AI companies replacing low-cost data labellers with a mix of automation and experts

As models mature, data quality has become more of a priority

As basic annotation tasks are increasingly automated, the demand for low-cost human labellers is declining sharply

Top AI companies are rapidly replacing low-cost data labellers from Africa and Asia with highly paid domain experts in pursuit to build more powerful and intelligent models.

According to a Financial Times report, firms such as Scale AI, Turing, and Toloka are leading the charge, hiring professionals in fields like biology, finance, physics, and software engineering to develop the next generation of AI training datasets.

This comes amid the rise of advanced "reasoning" models, including OpenAI's o3 and Google's Gemini 2.5, which demand increasingly complex and high-quality data to function effectively.

For years, the AI industry depended heavily on gig economy workers in countries such as Kenya and the Philippines, where data labellers were paid less than $2 per hour to perform repetitive tasks like drawing bounding boxes around images, filtering graphic content, and refining phrasing.

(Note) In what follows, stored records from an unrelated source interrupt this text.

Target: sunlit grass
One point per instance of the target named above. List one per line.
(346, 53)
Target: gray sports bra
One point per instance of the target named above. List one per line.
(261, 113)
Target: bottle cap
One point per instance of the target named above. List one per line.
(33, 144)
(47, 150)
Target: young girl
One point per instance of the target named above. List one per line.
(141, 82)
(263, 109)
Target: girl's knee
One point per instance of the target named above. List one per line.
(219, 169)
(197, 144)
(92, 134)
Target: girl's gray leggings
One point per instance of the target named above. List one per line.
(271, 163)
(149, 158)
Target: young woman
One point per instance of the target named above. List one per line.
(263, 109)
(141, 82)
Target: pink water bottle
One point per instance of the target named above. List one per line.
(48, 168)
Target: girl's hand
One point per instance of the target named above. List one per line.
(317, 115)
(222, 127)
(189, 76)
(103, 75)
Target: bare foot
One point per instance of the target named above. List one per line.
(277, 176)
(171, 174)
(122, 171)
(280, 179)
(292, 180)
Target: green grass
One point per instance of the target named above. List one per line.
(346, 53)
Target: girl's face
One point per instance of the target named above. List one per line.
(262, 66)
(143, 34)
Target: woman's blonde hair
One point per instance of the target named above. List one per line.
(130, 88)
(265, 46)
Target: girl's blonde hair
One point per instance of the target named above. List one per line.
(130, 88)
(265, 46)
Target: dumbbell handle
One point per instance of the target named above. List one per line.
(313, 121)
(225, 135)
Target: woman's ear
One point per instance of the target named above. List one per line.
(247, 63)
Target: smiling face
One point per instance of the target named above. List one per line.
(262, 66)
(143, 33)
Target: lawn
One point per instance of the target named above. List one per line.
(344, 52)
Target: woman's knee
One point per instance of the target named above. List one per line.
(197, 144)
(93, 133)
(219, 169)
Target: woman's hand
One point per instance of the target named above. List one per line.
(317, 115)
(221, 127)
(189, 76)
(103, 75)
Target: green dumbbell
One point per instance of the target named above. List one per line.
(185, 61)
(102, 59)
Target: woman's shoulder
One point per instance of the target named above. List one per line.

These workers, often under intense pressure to complete hundreds of microtasks a day, formed the invisible backbone of AI development.

Now, that backbone is being restructured.

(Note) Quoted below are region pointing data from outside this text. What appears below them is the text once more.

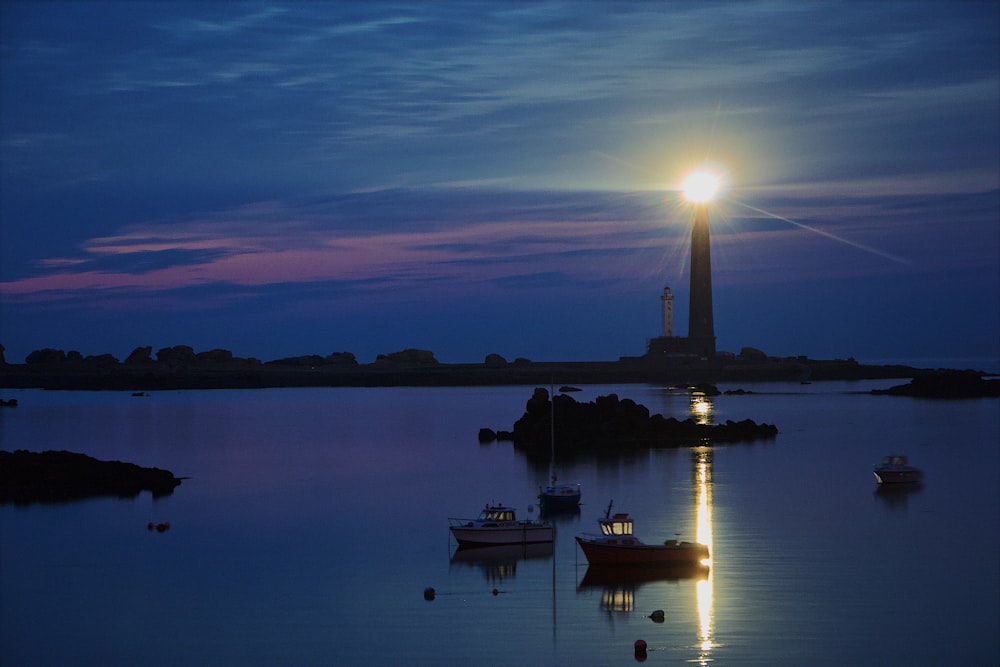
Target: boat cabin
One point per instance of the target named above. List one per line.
(619, 524)
(496, 515)
(895, 460)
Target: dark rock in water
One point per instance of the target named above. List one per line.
(609, 424)
(27, 477)
(946, 384)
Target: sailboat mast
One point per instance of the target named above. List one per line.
(552, 431)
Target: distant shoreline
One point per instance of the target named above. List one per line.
(239, 374)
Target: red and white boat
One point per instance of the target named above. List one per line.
(895, 469)
(617, 545)
(498, 524)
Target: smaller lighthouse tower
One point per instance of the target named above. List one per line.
(668, 313)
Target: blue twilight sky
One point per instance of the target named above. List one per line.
(470, 178)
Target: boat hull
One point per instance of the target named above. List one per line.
(559, 497)
(598, 553)
(522, 534)
(898, 476)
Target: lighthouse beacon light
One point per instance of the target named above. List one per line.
(701, 186)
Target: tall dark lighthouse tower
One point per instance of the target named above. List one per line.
(699, 189)
(701, 324)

"The AI industry was for a long time heavily focused on the models and compute, and data has always been an overseen part of AI," said Olga Megorskaya, CEO and co-founder of Dutch-based Toloka.

"Finally, [the industry] is accepting the importance of the data for training."

As basic annotation tasks are increasingly automated, the demand for low-cost human labellers is declining sharply. Instead, AI companies are investing in specialists capable of curating nuanced datasets tailored for domain-specific reasoning.

AI companies now require experts to demonstrate chain-of-thought reasoning, solve real-world problems step-by-step, and simulate complex scientific theories.

For example:

  1. A physicist might design a theoretical experiment;
  2. A software engineer would code a simulator to test it;
  3. A data scientist would analyse the output.

"The result of this is the model's not just going to be better than a physicist. It's going to be better than a superposition of somebody who's at the top in physics, computer science and data science," Jonathan Siddharth, co-founder and CEO of Turing AI, explained.

Experienced software engineers are also being asked to create domain-relevant tasks, solve them by writing and debugging code, and assess outcomes for security risks.

The change in strategy has triggered a surge in investor enthusiasm. In June, Meta poured $15 billion into Scale AI, doubling the company's valuation to $29 billion.

Earlier, in March, Turing AI raised $111 million at a $2.2 billion valuation. And in May, Jeff Bezos' personal investment firm, Bezos Expeditions, led a $72 million funding round for Toloka.

These capital injections reflect a growing belief that better data, not just better models, will be the key differentiator in the competitive AI arms race.

To recruit top-tier talent, Turing offers experts salaries 20-30% higher than their current roles. While only around 10-15% of AI budgets go to data, the sheer scale of AI investments means these sums are still "enormous", Siddharth noted.

Although demand for simpler tasks is declining, some opportunities remain available for gig workers.

According to Joan Kinyua, president of the Data Labellers Association in Kenya, local workers are now concentrating on tasks that require localised language knowledge.

In addition, some human labellers are still being assigned final quality control checks to evaluate and validate AI-generated content.